Sortira-t-il autre chose que des « Crottbjets » de nos imprimantes 3D ?

Justin Pickard (@justinpickard) est écrivain, futurologue « gonzo » au sein du collectif de designers Superflux et doctorant au Steps, un centre de recherche international sur les facteurs sociaux, technologiques et environnementaux de la durabilité. Sur la scène de Lift (vidéo), il est venu parler de l’impression 3D, pour tenter de renverser notre perspective sur le phénomène technologique du moment.

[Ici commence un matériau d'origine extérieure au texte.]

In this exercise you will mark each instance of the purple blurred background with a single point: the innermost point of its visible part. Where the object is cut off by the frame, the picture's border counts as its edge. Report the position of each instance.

L’impression 3D, on en a beaucoup parlé dans les médias comme une nouvelle tendance capable de tout transformer sur son passage, rappelle le jeune futurologue. Pour la science-fiction, elle est le réplicateur de Star Trek, ce synthétiseur capable de convertir l’énergie et la matière pour matérialiser n’importe quel objet. Pour The Economist, elle est l’incarnation de la troisième révolution industrielle à venir, celle d’une nouvelle forme de fabrication décentralisée. Le sujet a l’oreille du président américain qui l’a même évoqué dans son discours de l’Union. Au Royaume-Uni, le conseil de la stratégie technologique et ses centres d’innovation (le programme Catapult) a inscrit l’impression 3D comme technologie de pointe dans laquelle la recherche britannique devait investir. Les grandes entreprises l’utilisent depuis longtemps pour faire du prototypage, quant aux petites entreprises, nombreuses tentent désormais de l’utiliser pour développer des services.

L’impression 3D est encore chère, bien plus chère que nos imprimantes de bureau. Elle demeure encore réservée aux innovateurs, aux adopteurs précoces. C’est encore une technologie d’anticipation assez imparfaite dans les objets qu’elle produit. Dans sa synthèse des tendances 2013 publiée avant noël, The Atlantic a recommandé de « célébrer l’imprimante 3D pour l’imagination qu’elle favorise déjà, pas pour la perturbation qu’elle pourrait amener un jour ». Comme le disait encore plus récemment le magazine, l’impression 3D n’est peut-être pas le remède à la délocalisation de la fabrication que le président cherche.

Justin Pickard sur la scène de LiftImage : Justin Pickard sur la scène de Lift, photographié par Ivo Näpflin.

Et effectivement, pour Justin Pickard, il faut célébrer et regarder ce que l’impression 3D permet dès à présent, ce qu’elle fabrique aujourd’hui plus que ce qu’elle transformera demain (et pour cela nombre de sites et blogs sont disponibles comme 3ders, On 3D printing, la catégorie 3D Printing de Make Magazine, le blog d’i.materialise, Fabbaloo et le blog Design de Wired…).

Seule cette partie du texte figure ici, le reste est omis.